While personal spending surged in June… The Census Bureau tells us that “real” personal consumption expenditures (PCE) rose 5.2 percent during the month, following May’s 8.4 percent advance. Spending on goods soared 5.7 percent, split by advances for durable and nondurable goods of 8.8 percent and 4.1 percent, respectively. There was a notable increase in spending on apparel and medical services, and at restaurants/bars. Expenditures on services increased by 5.0 percent. Even with May’s and June’s improvements, Q2 personal spending was down a startling 34.6 percent on an annualized basis from the prior quarter. Falling were nominal personal income (-1.1 percent), nominal disposable income (-1.4 percent), and real disposable income (-1.8 percent), each reflecting lower government COVID-19-related benefit payments. The savings rate was +19.0 percent, versus +24.2 percent in May and +8.3 percent as recently as February.

…Consumer sentiment faltered in July. The Conference Board’s Consumer Sentiment Index shed 5.7 points during the month to a seasonally adjusted reading of 92.6 (1985=100). The present conditions index advanced 7.5 points to 94.2, but the expectations index plummeted by 14.6 points to 91.5. While only 17.3 percent of survey respondents saw current business conditions as “good” and 39.1 percent saw them as “bad,” both percentages reflected an improvement from June. Less sanguine, however, is that 31.6 percent of consumers expect business conditions will improve over the next six months (down from 42.4 percent in June’s survey) while 19.3 percent expect conditions will further deteriorate (up from 15.2 percent the prior month). The press release noted that the current conditions index fell sharply in Michigan, Florida, Texas, and California, “no doubt a result of the resurgence of COVID-19.”
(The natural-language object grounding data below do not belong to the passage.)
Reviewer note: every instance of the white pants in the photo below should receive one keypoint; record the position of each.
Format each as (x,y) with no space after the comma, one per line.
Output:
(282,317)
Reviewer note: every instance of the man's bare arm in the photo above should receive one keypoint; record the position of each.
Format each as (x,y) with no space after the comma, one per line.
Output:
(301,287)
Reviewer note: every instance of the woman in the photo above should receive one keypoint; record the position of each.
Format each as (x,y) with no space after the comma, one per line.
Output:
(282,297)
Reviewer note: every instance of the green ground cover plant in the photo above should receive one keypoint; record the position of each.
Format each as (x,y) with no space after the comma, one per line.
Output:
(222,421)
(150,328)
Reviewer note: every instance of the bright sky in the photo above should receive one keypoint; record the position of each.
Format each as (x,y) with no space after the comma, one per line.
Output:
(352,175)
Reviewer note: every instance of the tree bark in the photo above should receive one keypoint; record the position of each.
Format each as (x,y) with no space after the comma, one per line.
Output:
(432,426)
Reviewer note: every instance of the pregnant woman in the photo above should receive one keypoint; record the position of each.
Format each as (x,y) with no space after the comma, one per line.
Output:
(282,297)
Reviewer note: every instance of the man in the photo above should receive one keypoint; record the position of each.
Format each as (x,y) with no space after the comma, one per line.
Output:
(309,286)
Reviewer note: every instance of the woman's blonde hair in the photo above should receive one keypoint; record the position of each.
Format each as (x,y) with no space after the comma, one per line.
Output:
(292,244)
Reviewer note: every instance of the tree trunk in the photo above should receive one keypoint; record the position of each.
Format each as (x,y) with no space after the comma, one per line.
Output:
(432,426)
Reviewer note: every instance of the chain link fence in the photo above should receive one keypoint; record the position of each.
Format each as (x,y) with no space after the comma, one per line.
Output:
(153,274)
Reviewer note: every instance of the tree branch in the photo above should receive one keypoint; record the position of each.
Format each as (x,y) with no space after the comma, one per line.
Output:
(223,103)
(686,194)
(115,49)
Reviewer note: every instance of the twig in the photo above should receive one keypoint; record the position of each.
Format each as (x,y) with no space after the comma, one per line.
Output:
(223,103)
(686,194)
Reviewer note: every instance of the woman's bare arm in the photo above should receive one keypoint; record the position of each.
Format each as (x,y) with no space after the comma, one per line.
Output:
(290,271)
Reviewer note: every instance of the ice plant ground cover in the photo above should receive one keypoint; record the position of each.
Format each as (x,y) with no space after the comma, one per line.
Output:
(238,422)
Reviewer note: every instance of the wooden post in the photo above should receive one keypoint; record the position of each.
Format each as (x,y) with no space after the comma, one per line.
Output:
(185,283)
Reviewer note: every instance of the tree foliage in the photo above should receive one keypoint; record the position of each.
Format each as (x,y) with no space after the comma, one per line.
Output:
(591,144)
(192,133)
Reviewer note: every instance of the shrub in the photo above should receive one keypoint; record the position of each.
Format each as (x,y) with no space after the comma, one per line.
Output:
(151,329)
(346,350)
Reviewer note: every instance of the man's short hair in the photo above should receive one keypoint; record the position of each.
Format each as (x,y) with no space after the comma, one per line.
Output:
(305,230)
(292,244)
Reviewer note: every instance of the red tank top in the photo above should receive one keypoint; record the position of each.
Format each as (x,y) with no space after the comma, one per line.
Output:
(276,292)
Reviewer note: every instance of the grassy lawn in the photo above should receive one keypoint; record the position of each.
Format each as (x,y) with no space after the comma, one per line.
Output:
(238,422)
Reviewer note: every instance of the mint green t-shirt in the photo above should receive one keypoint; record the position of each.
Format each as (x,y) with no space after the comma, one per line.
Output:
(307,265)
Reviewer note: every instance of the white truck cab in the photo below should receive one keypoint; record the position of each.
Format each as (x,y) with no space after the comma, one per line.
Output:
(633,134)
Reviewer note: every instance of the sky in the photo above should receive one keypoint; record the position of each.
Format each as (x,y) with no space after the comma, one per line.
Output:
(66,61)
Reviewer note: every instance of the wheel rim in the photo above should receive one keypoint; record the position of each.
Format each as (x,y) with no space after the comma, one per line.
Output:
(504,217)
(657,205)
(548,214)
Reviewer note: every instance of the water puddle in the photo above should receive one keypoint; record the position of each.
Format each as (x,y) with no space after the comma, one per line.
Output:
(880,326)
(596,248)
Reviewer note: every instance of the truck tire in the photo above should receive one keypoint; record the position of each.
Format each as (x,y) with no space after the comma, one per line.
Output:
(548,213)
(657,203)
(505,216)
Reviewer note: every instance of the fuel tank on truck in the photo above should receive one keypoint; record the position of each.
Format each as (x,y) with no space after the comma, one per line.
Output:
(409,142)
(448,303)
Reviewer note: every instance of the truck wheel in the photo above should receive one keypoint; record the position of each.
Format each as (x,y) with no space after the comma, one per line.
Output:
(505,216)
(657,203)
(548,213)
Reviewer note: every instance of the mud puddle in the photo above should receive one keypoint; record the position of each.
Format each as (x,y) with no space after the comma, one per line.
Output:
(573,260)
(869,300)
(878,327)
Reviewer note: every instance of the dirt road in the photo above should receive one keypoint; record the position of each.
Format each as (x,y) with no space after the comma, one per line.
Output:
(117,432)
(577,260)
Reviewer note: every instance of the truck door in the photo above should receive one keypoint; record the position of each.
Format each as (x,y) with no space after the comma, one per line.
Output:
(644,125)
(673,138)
Also falling was the University of Michigan’s Index of Consumer Sentiment, losing 5.6 points to a seasonally adjusted 72.5 (1966Q1=100). The same measure was at 98.4 one year ago. With this survey, both the current and expected conditions indices fell and were well below their year-ago marks. The former shed 4.3 points to 82.8 (July 2019: 110.7) while the latter fell by 6.4 points to a reading of 65.9 (July 2019: 90.5). The press release links the declines to “the continued resurgence of the coronavirus.”

First-time jobless claims rose for a second straight week. The Department of Labor estimates there were a seasonally adjusted 1.434 million first-time claims made for unemployment insurance benefits during the week ending July 25, up 12,000 from the prior week. The four-week moving average, which smooths out some week-to-week volatility, grew by 6,500 to 1.368 million and was up 540.2 percent from a year earlier. Continuing claims jumped by 867,000 during the week ending July 18 to a 17.018 million. The four-week average for continuing claims was up 904.6 percent from the same week a year earlier.

Durable goods orders advanced for a second consecutive month. The Census Bureau reports that new orders for manufactured durable goods jumped 7.3 percent in June, following a 15.1 percent increase in May. At $206.9 billion, new orders were, however, 12.7 percent behind their year-ago pace. Transportation goods led the way, rising 20.0 percent for the month as motor vehicle orders surged 85.7 percent (aircraft orders were very weak). Net of transportation goods, orders gained 3.3 percent, boosted by advances for fabricated metals (+4.5 percent), primary metals (+3.6 percent), machinery (+2.7 percent), electrical equipment/appliances (+1.2 percent), and computers/electronics (+0.1 percent).

Other U.S. economic data released over the past week:

  • Pending Home Sales (June 2020, Index (2001=100), seasonally adjusted): 116.1 (+16.6% vs. May 2020, +6.3% vs. June 2019).
  • Agricultural Prices (June 2020, Prices Received by Farmers): +1.0% vs. May 2020, +4.9% vs. June 2019.

The opinions expressed here are not necessarily those of Kevin’s current employer. No endorsements are implied.